Cheer for your health

Taking the signal "I'm sick", the brain changes our behavior

"First-hand science"

When we are sick, we do not want to eat, drink and walk: our only desire is to curl up under a blanket. Most animals behave in a similar way with infections. Now scientists have found out how the brain coordinates this almost universal and quite adaptive "painful behavior".

During millions of years of evolution, all creatures, from bacteria and viruses to mammals, participated in a kind of "arms race". In order to survive and win the competition, we had to attack and defend ourselves. And all living organisms have developed various survival strategies that provide an advantage in this struggle, or the opportunity to evade it altogether.

One of the adaptive reactions of mammals in response to infections of different nature is a change in physiological and behavioral reactions, including an unwillingness to eat, drink and move. And this is not the result of the direct action of an infectious agent (at least, not always), but part of the generalized response of the body to the pathogen. This is proved by experiments on animals in which forced feeding with bacterial infection increased mortality.
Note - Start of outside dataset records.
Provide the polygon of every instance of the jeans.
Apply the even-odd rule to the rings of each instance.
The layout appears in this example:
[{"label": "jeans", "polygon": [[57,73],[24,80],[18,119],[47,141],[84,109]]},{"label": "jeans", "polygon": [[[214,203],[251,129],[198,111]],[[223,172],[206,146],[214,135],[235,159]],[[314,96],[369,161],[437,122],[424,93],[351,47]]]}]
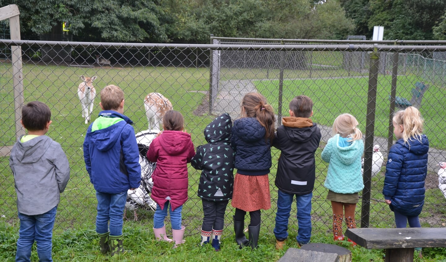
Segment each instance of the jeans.
[{"label": "jeans", "polygon": [[164,226],[164,219],[167,216],[167,210],[170,214],[170,224],[172,229],[175,230],[181,229],[181,210],[183,210],[182,205],[174,210],[172,211],[170,202],[167,201],[164,204],[164,208],[161,209],[161,206],[157,204],[157,210],[153,215],[153,228],[161,228]]},{"label": "jeans", "polygon": [[406,227],[408,222],[410,227],[421,227],[418,216],[408,217],[396,211],[394,211],[393,213],[395,213],[395,222],[396,224],[396,228]]},{"label": "jeans", "polygon": [[223,230],[224,226],[224,213],[229,200],[226,201],[208,201],[202,199],[203,204],[203,224],[201,229],[209,232],[215,230]]},{"label": "jeans", "polygon": [[99,234],[103,234],[110,231],[111,236],[121,235],[124,207],[127,200],[127,191],[117,194],[96,191],[96,198],[98,199],[96,232]]},{"label": "jeans", "polygon": [[52,262],[51,240],[57,210],[56,206],[45,213],[34,215],[25,215],[19,212],[20,228],[16,253],[17,262],[30,261],[31,249],[34,240],[37,242],[39,261]]},{"label": "jeans", "polygon": [[[291,211],[291,204],[295,194],[289,194],[280,189],[278,191],[277,211],[276,213],[276,238],[284,239],[288,237],[288,218]],[[311,236],[311,198],[313,193],[306,195],[296,194],[297,207],[297,235],[296,239],[301,245],[310,242]]]}]

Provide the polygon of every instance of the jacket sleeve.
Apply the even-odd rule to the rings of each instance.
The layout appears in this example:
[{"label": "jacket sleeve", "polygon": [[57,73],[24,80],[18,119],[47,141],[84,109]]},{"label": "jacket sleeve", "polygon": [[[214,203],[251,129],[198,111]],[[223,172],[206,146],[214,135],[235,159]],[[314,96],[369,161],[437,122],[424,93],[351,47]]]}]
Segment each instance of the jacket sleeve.
[{"label": "jacket sleeve", "polygon": [[139,187],[141,183],[141,165],[139,163],[139,149],[135,130],[133,127],[127,124],[121,138],[121,146],[124,157],[124,165],[128,173],[130,188]]},{"label": "jacket sleeve", "polygon": [[85,161],[85,169],[87,169],[88,175],[90,176],[90,181],[93,184],[93,178],[91,177],[91,159],[90,155],[90,136],[88,133],[91,132],[91,125],[90,125],[87,130],[87,133],[85,134],[85,139],[84,139],[83,151],[84,151],[84,161]]},{"label": "jacket sleeve", "polygon": [[324,148],[324,150],[322,150],[322,153],[321,154],[321,157],[322,158],[322,160],[327,163],[330,162],[330,157],[331,157],[332,141],[333,139],[332,138],[328,140],[327,144],[325,145],[325,147]]},{"label": "jacket sleeve", "polygon": [[403,157],[401,151],[395,145],[390,148],[386,165],[383,194],[384,198],[390,200],[395,195],[403,166]]},{"label": "jacket sleeve", "polygon": [[198,170],[203,170],[203,145],[197,148],[197,153],[190,161],[190,165],[194,168]]},{"label": "jacket sleeve", "polygon": [[58,143],[56,145],[54,156],[53,164],[56,171],[56,180],[59,186],[59,192],[62,193],[65,190],[70,180],[70,163],[66,158],[66,155]]}]

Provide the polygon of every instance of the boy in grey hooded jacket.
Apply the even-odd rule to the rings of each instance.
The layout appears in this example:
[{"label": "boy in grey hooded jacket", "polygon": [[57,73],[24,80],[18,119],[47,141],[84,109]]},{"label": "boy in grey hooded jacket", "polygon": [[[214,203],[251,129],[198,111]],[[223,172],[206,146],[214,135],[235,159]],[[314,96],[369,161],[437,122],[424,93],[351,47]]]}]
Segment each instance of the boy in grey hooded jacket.
[{"label": "boy in grey hooded jacket", "polygon": [[21,123],[28,134],[19,138],[9,157],[20,219],[16,262],[30,261],[35,240],[39,261],[53,261],[53,227],[70,165],[60,145],[45,135],[50,118],[50,108],[41,102],[24,106]]}]

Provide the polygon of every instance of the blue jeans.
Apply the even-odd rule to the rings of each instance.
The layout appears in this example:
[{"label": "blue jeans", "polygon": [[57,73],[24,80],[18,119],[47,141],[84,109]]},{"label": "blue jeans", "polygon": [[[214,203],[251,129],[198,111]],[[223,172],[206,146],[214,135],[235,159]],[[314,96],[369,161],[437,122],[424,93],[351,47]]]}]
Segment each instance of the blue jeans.
[{"label": "blue jeans", "polygon": [[157,204],[157,210],[153,215],[153,228],[161,228],[164,226],[164,219],[167,216],[168,209],[170,214],[172,229],[175,230],[181,229],[181,210],[183,210],[183,206],[181,205],[172,211],[170,203],[169,201],[166,202],[162,210],[159,205]]},{"label": "blue jeans", "polygon": [[98,199],[96,232],[99,234],[103,234],[110,231],[111,236],[120,236],[122,234],[124,207],[127,200],[127,191],[118,194],[96,191],[96,198]]},{"label": "blue jeans", "polygon": [[19,212],[20,228],[17,240],[17,262],[30,261],[31,248],[37,242],[37,254],[40,262],[52,262],[51,247],[53,226],[57,206],[40,215],[29,215]]},{"label": "blue jeans", "polygon": [[[288,237],[288,218],[291,211],[291,204],[294,194],[289,194],[278,191],[277,211],[276,213],[276,227],[274,235],[277,238]],[[306,195],[296,194],[297,207],[297,235],[296,239],[301,245],[310,242],[311,237],[311,198],[313,193]]]}]

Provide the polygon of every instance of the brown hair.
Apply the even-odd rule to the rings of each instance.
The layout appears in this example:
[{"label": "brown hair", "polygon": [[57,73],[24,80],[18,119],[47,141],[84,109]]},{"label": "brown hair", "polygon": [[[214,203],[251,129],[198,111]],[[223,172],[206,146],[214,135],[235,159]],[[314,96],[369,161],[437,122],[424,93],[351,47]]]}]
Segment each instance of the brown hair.
[{"label": "brown hair", "polygon": [[163,117],[164,130],[181,131],[184,129],[184,118],[180,112],[174,110],[166,112]]},{"label": "brown hair", "polygon": [[310,117],[313,111],[313,101],[306,96],[297,96],[289,102],[289,110],[296,117]]},{"label": "brown hair", "polygon": [[273,107],[268,105],[265,97],[259,93],[248,93],[242,99],[241,105],[242,117],[256,117],[266,129],[265,139],[269,138],[272,142],[274,138],[276,117]]},{"label": "brown hair", "polygon": [[362,132],[357,127],[359,125],[355,117],[350,114],[343,114],[334,120],[332,134],[339,134],[343,137],[350,137],[349,142],[362,138]]},{"label": "brown hair", "polygon": [[50,108],[45,103],[33,101],[22,107],[22,123],[29,131],[45,129],[51,118]]},{"label": "brown hair", "polygon": [[401,125],[404,128],[402,138],[405,143],[407,143],[409,139],[412,140],[412,137],[421,141],[424,120],[416,107],[409,106],[398,111],[395,113],[392,120],[396,125]]},{"label": "brown hair", "polygon": [[104,110],[119,109],[124,100],[124,92],[117,85],[109,85],[101,90],[101,104]]}]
To understand which parts of the brain are responsible for behavioral changes in the disease, a group of scientists from the United States and China conducted experiments on laboratory mice that were injected with lipopolysaccharide, a component of the bacterial cell wall that activates the immune system and causes painful manifestations. This procedure is typically used to simulate an infectious lesion in a laboratory.

Already 1-3 hours after the injection of bacterial polysaccharide, scientists observed a surge of activity in one of the brain stem regions (more specifically, in the dorsal vagus nerve complex), and then identified a population of neurons producing the neuropeptide ADCYAP1, which were responsible for this activation.

To prove the role of these nerve cells in the formation of "painful behavior", the researchers activated them in healthy mice and deactivated them in those who received lipopolysaccharide. The former began to behave like patients, while the latter did not change their behavior in response to the provoking injection.

How is everything going? Lipopolysaccharide activates the immune system, stimulating its cells to produce pro-inflammatory cytokine molecules that cause painful manifestations. Afferent ("bringing") neurons of the vagus nerve are located in the area of the brain reacting to infectious agents, which play an important role in transmitting its signals to higher nerve centers. For example, this area transmits information to the brain that something harmful has been eaten, and as a result, the desire to eat this food disappears. These neurons also carry receptors for proinflammatory cytokines, providing transmission to the brain of signals leading to the same loss of appetite.

Of course, the mechanism linking the immune response to the neural pathways regulating adaptive "painful behavior" is described so far only in general terms. But now it has become more clear what the brain is "busy" with when our body is fighting infection.

Article by Ilanges et al. Brainstem ADCYAP1+ neurons control multiple aspects of sickness behavior is published in the journal Nature.